18. yüzyılın sonuna gelindiğinde kimyagerler 150-200'den fazla bileşiği bilmiyorlardı.

Kimyadaki ilk bilimsel isimler sistemi, 1787 yılında A. Lavoisier başkanlığındaki kimyagerlerden oluşan bir komisyon tarafından geliştirildi. Lavoisier'in kimyasal isimlendirmesi, ulusal kimyasal isimlendirmelerin oluşturulmasına temel oluşturdu. Farklı ülkelerden kimyagerlerin birbirlerini anlayabilmesi için isimlendirmenin aynı olması gerekir. Şu anda, kimyasal formüllerin ve inorganik maddelerin adlarının yapımı, Uluslararası Temel ve Uygulamalı Kimya Birliği (IUPAC) komisyonu tarafından oluşturulan bir isimlendirme kuralları sistemine tabidir.
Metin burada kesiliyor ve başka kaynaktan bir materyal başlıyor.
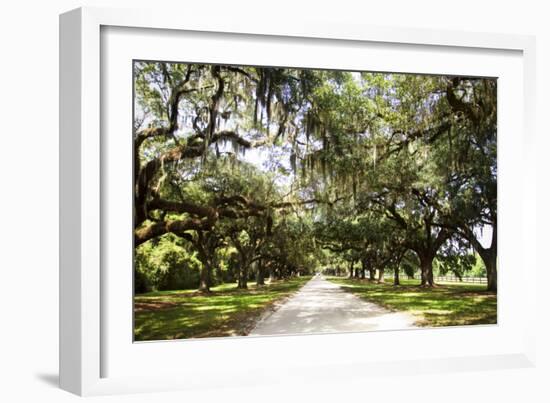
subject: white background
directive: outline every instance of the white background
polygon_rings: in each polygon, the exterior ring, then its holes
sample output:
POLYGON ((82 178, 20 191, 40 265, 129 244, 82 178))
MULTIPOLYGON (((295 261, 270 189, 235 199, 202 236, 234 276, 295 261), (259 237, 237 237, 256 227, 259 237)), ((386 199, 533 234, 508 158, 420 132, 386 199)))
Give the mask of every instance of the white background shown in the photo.
MULTIPOLYGON (((75 401, 58 390, 58 14, 81 5, 168 7, 168 1, 19 1, 2 6, 0 91, 2 142, 0 150, 0 399, 13 401, 75 401), (7 396, 6 396, 7 394, 7 396)), ((550 110, 546 95, 550 73, 548 11, 543 2, 521 1, 392 1, 276 2, 215 1, 189 4, 193 13, 250 15, 287 19, 320 18, 377 25, 467 29, 536 34, 538 43, 539 120, 538 217, 540 227, 533 240, 539 251, 547 248, 549 167, 544 117, 550 110), (540 3, 540 4, 539 4, 540 3), (260 4, 266 4, 262 8, 260 4), (307 15, 310 17, 307 17, 307 15), (546 75, 544 74, 546 72, 546 75), (545 158, 546 157, 546 158, 545 158)), ((539 265, 545 265, 540 255, 539 265)), ((535 281, 533 279, 532 281, 535 281)), ((539 284, 548 281, 542 271, 539 284)), ((538 329, 538 366, 447 375, 414 375, 360 378, 350 374, 346 383, 308 384, 254 389, 164 393, 127 397, 94 398, 99 401, 548 401, 550 340, 547 287, 539 287, 541 317, 538 329), (505 399, 505 400, 503 400, 505 399)), ((372 348, 376 348, 373 346, 372 348)), ((414 346, 410 347, 411 349, 414 346)), ((212 363, 215 365, 215 362, 212 363)))

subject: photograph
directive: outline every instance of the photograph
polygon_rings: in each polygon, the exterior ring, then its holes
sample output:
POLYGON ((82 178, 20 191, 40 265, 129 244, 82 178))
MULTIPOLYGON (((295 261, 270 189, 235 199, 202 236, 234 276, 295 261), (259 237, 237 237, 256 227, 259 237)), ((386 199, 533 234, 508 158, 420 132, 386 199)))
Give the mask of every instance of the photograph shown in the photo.
POLYGON ((134 342, 497 324, 496 77, 130 74, 134 342))

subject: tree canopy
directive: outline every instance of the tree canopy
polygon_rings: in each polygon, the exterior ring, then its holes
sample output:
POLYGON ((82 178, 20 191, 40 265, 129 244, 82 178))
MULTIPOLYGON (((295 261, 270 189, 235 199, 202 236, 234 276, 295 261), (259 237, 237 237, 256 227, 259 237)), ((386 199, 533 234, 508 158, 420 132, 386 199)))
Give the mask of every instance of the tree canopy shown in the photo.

Her madde, bileşiğin sistematik adının oluşturulduğu bir formülle temsil edilir.

Pirinç. 3. A. Lavoisier.

Ne öğrendik?

Tüm kimyasal elementlerin Latin kökleri vardır. Kimyasal elementlerin Latince isimleri genel olarak kabul edilmektedir. İzleme veya çeviri kullanılarak Rusçaya aktarılırlar. ancak bakır veya demir gibi bazı kelimelerin orijinal Rusça anlamı vardır. Atomlardan ve moleküllerden oluşan tüm kimyasal maddeler kimyasal isimlendirmeye tabidir. Bilimsel isimler sistemi ilk olarak A. Lavoisier tarafından geliştirildi.

Konuyla ilgili deneme

Raporun değerlendirilmesi

Ortalama puanı: 4.2. Alınan toplam puan: 768.